Protospongia is rare in the Walcott Quarry where it represents about 0.24% of the community (Caron and Jackson, 2008).
Protospongia would have lived attached to the sea floor. Food particles were extracted from the water as it passed through canals in the sponge’s wall.
CARON, J.-B. AND D. A. JACKSON. 2008. Paleoecology of the Greater Phyllopod Bed community, Burgess Shale. Palaeogeography, Palaeoclimatology, Palaeoecology, 258: 222-256.

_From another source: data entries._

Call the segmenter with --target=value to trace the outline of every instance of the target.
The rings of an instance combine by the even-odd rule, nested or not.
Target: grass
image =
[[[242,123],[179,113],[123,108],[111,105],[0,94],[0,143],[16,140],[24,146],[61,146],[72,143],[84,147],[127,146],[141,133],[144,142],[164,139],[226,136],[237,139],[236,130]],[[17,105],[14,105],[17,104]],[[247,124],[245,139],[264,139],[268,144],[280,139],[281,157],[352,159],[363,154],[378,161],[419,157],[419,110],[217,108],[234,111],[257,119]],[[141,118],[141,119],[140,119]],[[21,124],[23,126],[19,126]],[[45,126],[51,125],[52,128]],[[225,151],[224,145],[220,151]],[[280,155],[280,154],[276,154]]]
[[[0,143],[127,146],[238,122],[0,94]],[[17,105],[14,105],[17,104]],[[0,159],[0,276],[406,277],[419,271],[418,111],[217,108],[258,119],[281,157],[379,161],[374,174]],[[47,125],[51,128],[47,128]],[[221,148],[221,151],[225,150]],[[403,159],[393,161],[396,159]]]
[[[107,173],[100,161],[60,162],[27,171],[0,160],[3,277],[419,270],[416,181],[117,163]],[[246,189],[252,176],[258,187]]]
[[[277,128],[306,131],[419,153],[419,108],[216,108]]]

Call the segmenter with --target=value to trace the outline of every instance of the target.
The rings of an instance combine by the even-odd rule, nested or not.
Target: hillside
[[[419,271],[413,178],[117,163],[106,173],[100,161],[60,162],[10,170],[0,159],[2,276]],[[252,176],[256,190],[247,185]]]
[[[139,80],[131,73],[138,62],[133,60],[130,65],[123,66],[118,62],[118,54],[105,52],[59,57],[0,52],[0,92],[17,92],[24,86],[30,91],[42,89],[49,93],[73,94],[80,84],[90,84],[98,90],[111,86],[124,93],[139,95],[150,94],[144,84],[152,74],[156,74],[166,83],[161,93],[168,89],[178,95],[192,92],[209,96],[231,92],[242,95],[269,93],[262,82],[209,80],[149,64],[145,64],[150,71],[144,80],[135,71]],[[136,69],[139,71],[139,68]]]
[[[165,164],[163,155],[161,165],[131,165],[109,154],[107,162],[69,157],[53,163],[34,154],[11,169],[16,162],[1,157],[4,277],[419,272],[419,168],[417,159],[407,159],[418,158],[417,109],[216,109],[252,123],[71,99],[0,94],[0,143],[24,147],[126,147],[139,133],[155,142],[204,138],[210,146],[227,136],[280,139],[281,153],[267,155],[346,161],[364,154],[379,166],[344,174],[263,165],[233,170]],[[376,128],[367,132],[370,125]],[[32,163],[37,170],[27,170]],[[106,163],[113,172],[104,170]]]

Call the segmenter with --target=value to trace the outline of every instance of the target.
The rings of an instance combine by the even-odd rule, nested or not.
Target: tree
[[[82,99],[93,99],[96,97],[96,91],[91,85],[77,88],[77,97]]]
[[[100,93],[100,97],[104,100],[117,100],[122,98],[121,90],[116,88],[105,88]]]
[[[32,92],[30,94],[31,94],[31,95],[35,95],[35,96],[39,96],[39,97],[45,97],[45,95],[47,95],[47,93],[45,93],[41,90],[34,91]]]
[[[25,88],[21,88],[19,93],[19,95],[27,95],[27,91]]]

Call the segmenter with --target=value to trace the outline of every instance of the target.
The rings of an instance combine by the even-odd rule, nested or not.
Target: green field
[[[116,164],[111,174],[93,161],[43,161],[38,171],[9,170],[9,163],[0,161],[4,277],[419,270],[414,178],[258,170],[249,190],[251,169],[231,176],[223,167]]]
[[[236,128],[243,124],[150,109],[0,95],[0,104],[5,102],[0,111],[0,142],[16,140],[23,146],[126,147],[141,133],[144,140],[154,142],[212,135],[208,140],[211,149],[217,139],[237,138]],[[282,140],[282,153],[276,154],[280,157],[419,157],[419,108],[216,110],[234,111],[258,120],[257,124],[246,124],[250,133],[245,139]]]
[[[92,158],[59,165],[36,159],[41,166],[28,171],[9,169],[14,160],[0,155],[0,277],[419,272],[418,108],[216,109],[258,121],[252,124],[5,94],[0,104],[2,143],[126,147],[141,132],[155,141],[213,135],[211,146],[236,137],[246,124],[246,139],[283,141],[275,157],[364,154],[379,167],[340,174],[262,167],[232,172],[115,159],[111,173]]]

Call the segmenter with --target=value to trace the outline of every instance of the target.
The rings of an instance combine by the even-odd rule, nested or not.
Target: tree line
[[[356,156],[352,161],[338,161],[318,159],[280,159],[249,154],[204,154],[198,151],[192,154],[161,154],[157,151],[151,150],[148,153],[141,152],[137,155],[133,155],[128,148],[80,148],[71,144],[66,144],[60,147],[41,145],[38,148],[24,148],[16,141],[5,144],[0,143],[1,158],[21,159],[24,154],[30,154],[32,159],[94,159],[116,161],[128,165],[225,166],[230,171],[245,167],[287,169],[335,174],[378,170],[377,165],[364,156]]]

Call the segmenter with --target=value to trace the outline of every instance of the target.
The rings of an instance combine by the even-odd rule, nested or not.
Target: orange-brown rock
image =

HINDE, G. J. 1888. A monograph of the British fossil sponges, Part 2, 93-188 p.
RIGBY, J. K. 1966. Protospongia hicksi Hinde from the Middle Cambrian of Western Utah. Journal of Paleontology, 40: 549-554.
RIGBY, J. K. 1986. Sponges of the Burgess shale (Middle Cambrian), British Columbia. Palaeontographica Canadiana, 2: 105 p.
RIGBY, J. K. AND D. COLLINS. 2004. Sponges of the Middle Cambrian Burgess Shale and Stephen Formations, British Columbia. Royal Ontario Museum Contributions in Science (1): 155 p.
WALCOTT, C. D. 1920. Middle Cambrian Spongiae. Cambrian Geology and Paleontology IV. Smithsonian Miscellaneous Collections, 67(6): 261-365.